IMEX works closely with its industry partners, who in turn bring their own events to IMEX shows. Bauer singles out SITE Nite and MPI Rendezvous, which will feature CIM clubbing on May 15 for the first time in 2018, as well as the annual ICCA member meetings, as part of the IMEX family. However, for the head of IMEX and her team it is clear that people’s desire to come together hasn’t changed: “At IMEX we’re firm believers in the power of face to face events and – what’s more – we really enjoy them!”
A marketplace for thoughts, ideas, information, and knowledge that enables people to establish personal networks is how best to describe Hilmar Guckert’s Congress Centre Düsseldorf (CCD): “Personal communication always takes centre stage,” says the CEO. Because his mission is a constant process, he won’t even rule out that it may be renamed into “CCD Communication Centre Düsseldorf”. As a service provider, CCD constantly has to “ensure a good atmosphere, provide networking opportunities but also integrate the destination,” underlines Guckert.
As part of the centre’s refurbishment, his team is establishing appropriate technical conditions. And that‘s not all: “We want to know if our local services, signage and visiting conditions are appropriate.” Movement sensors are to detect whether the views of the Rhine from the foyer are of a low or high relevance. Guckert is thinking about how to maximise the river’s impact as a “positive incentive for the senses” with real or abstract projections. This could also boost the congress centre as a “communication base” from the digital aspect.
The CCD has many different break-outs and spaces. “With the new Hall 1 we are expanding these options,” says the CEO. The building gives attendees space to move and encourages personal communication. Any event at the CCD could shine as a “mental start-up for everyone, says Guckert.

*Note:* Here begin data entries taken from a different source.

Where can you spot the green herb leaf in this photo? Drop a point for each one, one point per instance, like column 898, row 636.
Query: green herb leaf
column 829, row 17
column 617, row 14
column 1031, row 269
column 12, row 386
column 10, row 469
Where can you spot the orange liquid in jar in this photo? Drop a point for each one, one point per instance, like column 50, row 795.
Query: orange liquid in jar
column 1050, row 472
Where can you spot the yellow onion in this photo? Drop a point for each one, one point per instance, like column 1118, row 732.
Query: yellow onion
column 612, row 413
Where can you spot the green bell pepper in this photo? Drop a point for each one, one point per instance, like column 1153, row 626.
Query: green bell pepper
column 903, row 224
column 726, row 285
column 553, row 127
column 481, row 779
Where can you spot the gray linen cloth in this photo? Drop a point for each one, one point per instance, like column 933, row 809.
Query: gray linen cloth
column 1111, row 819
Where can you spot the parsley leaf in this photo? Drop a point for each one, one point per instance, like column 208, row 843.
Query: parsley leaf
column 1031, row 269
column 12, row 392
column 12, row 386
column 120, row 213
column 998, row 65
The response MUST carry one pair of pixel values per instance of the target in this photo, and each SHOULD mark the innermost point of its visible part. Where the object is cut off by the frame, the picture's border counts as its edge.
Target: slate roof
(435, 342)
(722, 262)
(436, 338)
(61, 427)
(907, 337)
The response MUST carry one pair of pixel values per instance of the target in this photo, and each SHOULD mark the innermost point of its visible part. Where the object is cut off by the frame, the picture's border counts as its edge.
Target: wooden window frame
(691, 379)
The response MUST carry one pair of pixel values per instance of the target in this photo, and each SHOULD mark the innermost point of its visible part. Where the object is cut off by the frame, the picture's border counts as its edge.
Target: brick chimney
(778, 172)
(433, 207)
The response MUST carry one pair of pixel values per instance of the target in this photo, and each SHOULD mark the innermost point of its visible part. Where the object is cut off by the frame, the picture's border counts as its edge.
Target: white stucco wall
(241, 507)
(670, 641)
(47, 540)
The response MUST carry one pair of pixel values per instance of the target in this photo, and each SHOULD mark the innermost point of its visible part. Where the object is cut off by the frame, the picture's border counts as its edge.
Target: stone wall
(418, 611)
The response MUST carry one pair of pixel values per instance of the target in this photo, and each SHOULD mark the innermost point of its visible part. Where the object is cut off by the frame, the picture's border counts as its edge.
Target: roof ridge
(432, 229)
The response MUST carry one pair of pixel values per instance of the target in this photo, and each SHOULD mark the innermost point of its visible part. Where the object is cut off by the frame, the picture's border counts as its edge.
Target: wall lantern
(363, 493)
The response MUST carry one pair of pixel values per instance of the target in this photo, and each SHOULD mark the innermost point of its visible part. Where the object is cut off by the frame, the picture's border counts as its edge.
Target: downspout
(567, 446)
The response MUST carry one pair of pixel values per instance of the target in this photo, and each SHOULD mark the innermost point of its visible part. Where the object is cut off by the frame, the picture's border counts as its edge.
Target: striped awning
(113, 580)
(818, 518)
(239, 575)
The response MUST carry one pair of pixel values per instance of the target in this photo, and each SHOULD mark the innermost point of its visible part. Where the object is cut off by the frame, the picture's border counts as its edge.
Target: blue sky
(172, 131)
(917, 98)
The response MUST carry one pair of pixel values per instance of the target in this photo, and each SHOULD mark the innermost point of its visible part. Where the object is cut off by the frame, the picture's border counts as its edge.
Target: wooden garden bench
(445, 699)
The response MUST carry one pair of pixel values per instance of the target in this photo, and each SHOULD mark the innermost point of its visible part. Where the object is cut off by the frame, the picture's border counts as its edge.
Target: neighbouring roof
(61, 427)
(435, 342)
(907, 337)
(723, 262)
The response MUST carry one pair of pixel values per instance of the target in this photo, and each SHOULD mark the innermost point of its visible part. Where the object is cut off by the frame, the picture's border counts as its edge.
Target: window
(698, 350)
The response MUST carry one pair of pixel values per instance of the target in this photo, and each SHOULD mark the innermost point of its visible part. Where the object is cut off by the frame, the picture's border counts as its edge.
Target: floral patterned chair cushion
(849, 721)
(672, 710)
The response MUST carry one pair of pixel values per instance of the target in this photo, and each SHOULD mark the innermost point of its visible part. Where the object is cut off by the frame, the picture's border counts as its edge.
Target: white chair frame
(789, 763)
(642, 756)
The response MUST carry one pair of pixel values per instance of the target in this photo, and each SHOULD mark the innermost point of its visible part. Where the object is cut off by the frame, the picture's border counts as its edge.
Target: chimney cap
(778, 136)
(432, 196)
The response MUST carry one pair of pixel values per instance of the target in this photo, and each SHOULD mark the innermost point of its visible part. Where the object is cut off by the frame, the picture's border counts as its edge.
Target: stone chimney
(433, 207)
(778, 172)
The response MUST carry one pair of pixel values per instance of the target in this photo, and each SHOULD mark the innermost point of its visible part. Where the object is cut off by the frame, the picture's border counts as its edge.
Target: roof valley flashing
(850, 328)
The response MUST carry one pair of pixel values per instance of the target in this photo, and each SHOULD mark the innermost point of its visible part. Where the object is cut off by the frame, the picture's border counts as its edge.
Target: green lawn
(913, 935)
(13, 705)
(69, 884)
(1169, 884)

As head of Düsseldorfer Congress Sport & Event (DCSE) the trained business manager is also in charge of the Mitsubishi Electric Hall, ISS Dome as well as the Esprit Arena. At the end of this year he will make his final bow to DCSE after as much as 24 years with the company: “The CCD’s mission continues. The stakeholders will keep on grasping the opportunities of the dynamic hub Düsseldorf.” Guckert is optimistic that his legacy will be carried on in this vein.
“Managing the CPD expert MCI Healthcare Academy is the project closest to my heart,” says Dr. Christina Buttler. Having studied ethnology, history and political sciences, she already joined the events industry while working on her PhD in the 1990s. She worked her way up from project manager to head of the events department of a healthcare agency. There Dr. Buttler discovered her penchant for organising and concept design.
She has been with MCI Germany since 2015: “I have a very diverse job here. This enables me to keep on developing exciting new concepts and event formats with interesting customers,” says the director of the MCI Healthcare Academy. Positions in agencies and several years of experience as a marketing manager for an event-tech company brought her to MCI. As Director Experience Development, Dr. Buttler designs events and conferences with new formats for the agency. She wants her Healthcare Academy to “offer the most innovative kind of medical CPD events.”
Along with the “ambition to be effective, sustainable but also interesting and enticing” this is her mission. Integrating top-notch speakers and current topics, Dr. Buttler focuses on “participatory formats based on a new intensity and quality of practical relevance”. It makes a huge difference whether content is designed for or by the attendees. In addition to an “extremely positive” feedback from participants, she is now happy about the need for waiting lists.
“Attendees are becoming younger, more female, more agile, and they expect events to provide an added value that goes beyond mere content.” Formats need to involve some risk, interaction, and adaptation. Dr. Buttler enthusiastically puts her “own creative ambitions” to use for the second part of her mission: She wants to open up “the MCI Academy to further topics that go beyond medicine and offer the most innovative scientific CPD events.” This is to entice association and industry customers: “I think it won’t be long until we announce our first non-medical CPD event”.